YOU MUST OBAY THE LORD.

Kapow.  God’s grace.

Little apple of my eye.

This morning, Pup came to snuggle with me and fell asleep as I patted his head. When he woke up, I stroked his cheek and looked at his little face for a long time. He looked straight back at me. Then he said, “Umma, I can see my face in your eyes.”

3.

Pup turned 3 a little over a week ago, and I’ve been savoring all the snuggles and kisses and “hold me”s I can.  He’s been crawling into my lap and just asking me to hold him lately.  Savoring it while I can — along with his chubby wrists and dimpled knuckles — while he’s still the baby of the family.

5.

Cub turned 5 a few days ago.  And the one thing I want to remember is this:

I had a sharp disagreement with one of my parents while they were visiting this week.  Feeling sick and nauseous compounded my emotions.  I went to my room in tears.

A few moments later, I heard little feet outside my door and Cub walked in, climbed into my bed, hugged me, and told me, “I love you, umma.”

Then he quietly walked back out and closed the door after him.

I was touched by his boyish thoughtfulness, showing me love and then giving me space to work out my emotions (like he often needs for himself).  I believe God used it to soften my heart in a heated moment.  It could definitely use more softening and humbling, but God was kind to use love — and not a rod.

Focus.

It’d been a rough week with Cub, and I felt like I had been talking to him all week about foolish decisions, the way of fools, everything fool related.

So this morning, I pulled him onto my lap and began to tell him also of the beautiful things I saw in his life.  Wise decisions he had made, kindness, thoughtfulness, his love for music and beauty.

And looking into my eyes, he smiled, and said,

“I want to touch your eyeballs.”

#fourgoingonfive

Equal at the foot of the Cross.

Yesterday, Cub pointed out my sin to me. For the first time. Unprompted.

I’d confessed sin against him before, but this was the first time he pointed it out to me before I confessed it.  And he did it so sweetly: “Umma, you sinned against God and against me when you screamed at me to clean up the shapes.”

Dang. He was right.  (And thankfully, he brought it up a little after the event, so I had time to cool down.)

So I had to ask him for forgiveness on the spot and pray for God’s forgiveness, too.

I’m sure I won’t always feel this way when my son unearths my sin, but at that moment, by God’s grace, I felt a sense of the beauty of the gospel.  A gospel where a son can humbly point out his umma’s sin and they can approach the cross together, confessing sin and rejoicing in God’s grace for sinners together.

A missionary mother.

From Susanna Wesley, as quoted  by Dorothy Patterson in “The High Calling of Wife & Mother in Biblical Perspective,” Recovering Biblical Manhood & Womanhood:

No one can, without renouncing the world, in the most literal sense, observe my method; and there are few, if any, that would entirely devote above twenty years of the prime of life in hopes to save the souls of their children, which they think may be saved without so much ado; for that was my principal intention, however unskillfully and unsuccessfully managed.

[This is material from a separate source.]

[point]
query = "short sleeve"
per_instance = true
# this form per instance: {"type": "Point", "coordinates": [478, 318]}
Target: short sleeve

To renounce the world. To devote the prime of life to save the souls of my children.  To spend my energies there.  Not for myself but for them.  And not for them but for Him.

That is my prayer.

Love protects.

Cub and I were walking to the store today on a busy street, cars zipping by.  And I put him on the inner half of the sidewalk so I’d be closer to the cars.  In the past, I had explained to him that umma and appa walk on the outside closer to the cars to protect him because we love him.

As I did that, he said to me, “Umma, when I become a man, I’m going to walk on the outside and you’re going to walk on the inside.”

“Aww, you’re going to protect umma?”

“Yes.” And he pulled his shoulders back and walked a little straighter. “See, I’m almost a man.”

A praying mother.

The impression that a praying mother leaves upon her children is life-long. Perhaps when you are dead and gone your prayer will be answered.